# How did you all do?



## sparks879 (Oct 17, 2007)

So i guess its safe to say that most fairs are over for the year. How did you guys all do?
beth


----------



## RowdyKidz (Apr 2, 2009)

:thumbup: I did pretty well. Placed in all of my goat classes and pack goat level 1. And got Reserve Grand Champion Wether. 

How'd everyone else do?


----------



## goatnutty (Oct 9, 2007)

I did not do well this year....I barely had the time for it all so I lost track of time and my weather was born late....made weight by one pound and placed 4th. His twin sister placed better than him but I do not remember what placing exactly. We did even worse with the rabbits placing 5th but it was because they were still shedding really bad since out fair is in June. Otherwise we did really well though.


----------



## heavenlyhaven (Apr 17, 2008)

our fair was in july and old age makes it hard to remember (lol) but we did not do so hot
i was told Hope's skin was too tight...?????????????
i was told twinkle was a nigerian not a mini nubian and the judge would not believe her papers
i was told the night before the show that i could show my nannies as "dry" because they were feeding their young then told 5 min before show that they had to be shown with the milking class
rabbits did well tho - best of breed - first in showman
dont remember it all
just not so hot


----------



## Dairy Goat Lover (Sep 28, 2009)

I did really well this year. I brought home 13 trophies (9 of which were grand champion), 19 grand champ rosettes, and an A.D.G.A. Grand Permanent Champ whom earned her last leg in the September show as a 4 year old. Over I did pretty good :leap:


----------



## sparks879 (Oct 17, 2007)

Ah heavenly im so sorry that they told you the wrong things. You doe hope definalyt looks mini nubian to me. A doe should have loose pliable skin, something that goes along with being dairy.

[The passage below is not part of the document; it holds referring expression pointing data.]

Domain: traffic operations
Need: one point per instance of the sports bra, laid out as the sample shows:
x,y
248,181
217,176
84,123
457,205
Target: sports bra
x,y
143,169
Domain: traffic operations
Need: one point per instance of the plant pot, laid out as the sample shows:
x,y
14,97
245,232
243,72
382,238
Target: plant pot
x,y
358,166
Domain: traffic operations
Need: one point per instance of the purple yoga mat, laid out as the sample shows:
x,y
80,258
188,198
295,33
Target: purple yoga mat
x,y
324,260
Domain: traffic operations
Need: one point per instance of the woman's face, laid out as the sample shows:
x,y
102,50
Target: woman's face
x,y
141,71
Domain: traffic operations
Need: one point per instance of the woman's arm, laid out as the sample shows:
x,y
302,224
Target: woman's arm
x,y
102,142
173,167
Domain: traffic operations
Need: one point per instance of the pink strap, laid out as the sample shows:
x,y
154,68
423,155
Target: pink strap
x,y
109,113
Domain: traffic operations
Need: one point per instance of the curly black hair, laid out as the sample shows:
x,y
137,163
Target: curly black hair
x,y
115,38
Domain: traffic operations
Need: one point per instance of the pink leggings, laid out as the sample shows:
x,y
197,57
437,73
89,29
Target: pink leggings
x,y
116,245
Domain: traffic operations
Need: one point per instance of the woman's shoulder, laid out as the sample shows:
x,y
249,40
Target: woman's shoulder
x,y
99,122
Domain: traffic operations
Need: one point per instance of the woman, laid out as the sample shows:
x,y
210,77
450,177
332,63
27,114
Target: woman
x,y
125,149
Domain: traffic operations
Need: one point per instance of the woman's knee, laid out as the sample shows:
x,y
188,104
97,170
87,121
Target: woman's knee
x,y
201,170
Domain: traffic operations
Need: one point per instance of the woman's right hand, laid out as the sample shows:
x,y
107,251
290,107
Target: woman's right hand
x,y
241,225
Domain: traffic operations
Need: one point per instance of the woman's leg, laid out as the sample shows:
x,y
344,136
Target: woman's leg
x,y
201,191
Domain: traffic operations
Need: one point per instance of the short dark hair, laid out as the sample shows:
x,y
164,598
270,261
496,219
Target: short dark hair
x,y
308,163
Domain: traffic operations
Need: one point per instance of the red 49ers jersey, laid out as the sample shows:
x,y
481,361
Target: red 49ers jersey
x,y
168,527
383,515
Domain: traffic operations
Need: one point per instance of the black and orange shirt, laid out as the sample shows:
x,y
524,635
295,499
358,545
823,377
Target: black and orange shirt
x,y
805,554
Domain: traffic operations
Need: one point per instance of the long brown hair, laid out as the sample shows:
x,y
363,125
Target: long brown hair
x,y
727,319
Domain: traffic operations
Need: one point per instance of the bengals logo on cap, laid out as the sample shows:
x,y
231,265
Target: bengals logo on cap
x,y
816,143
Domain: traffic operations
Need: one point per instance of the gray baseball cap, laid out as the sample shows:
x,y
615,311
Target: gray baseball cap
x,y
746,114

As for being told your does can be shown dry, yes they can be shown dry but they still have to be shown with other milkers as they have freshened before. 
But dont worry, its all a learning experience! Just remember to have fun, and enjoy the animals you are showing. 
Beth


----------



## sweetgoats (Oct 18, 2007)

We did awesome. We took Grand Champion at every show, and reserve at two of the show. (Best in show and reserve best in show) My daughter was Grand Champion showman at every show and she was the Round Robin Champion for the seniors. She beat the kids that show lots of the different projects. Matter of fact my fiber goat kids kicked butt in the Round Robin at the county fair. I had my fiber goat kids take Grand Champion Round Robin in the Intermediate and Senior division.


----------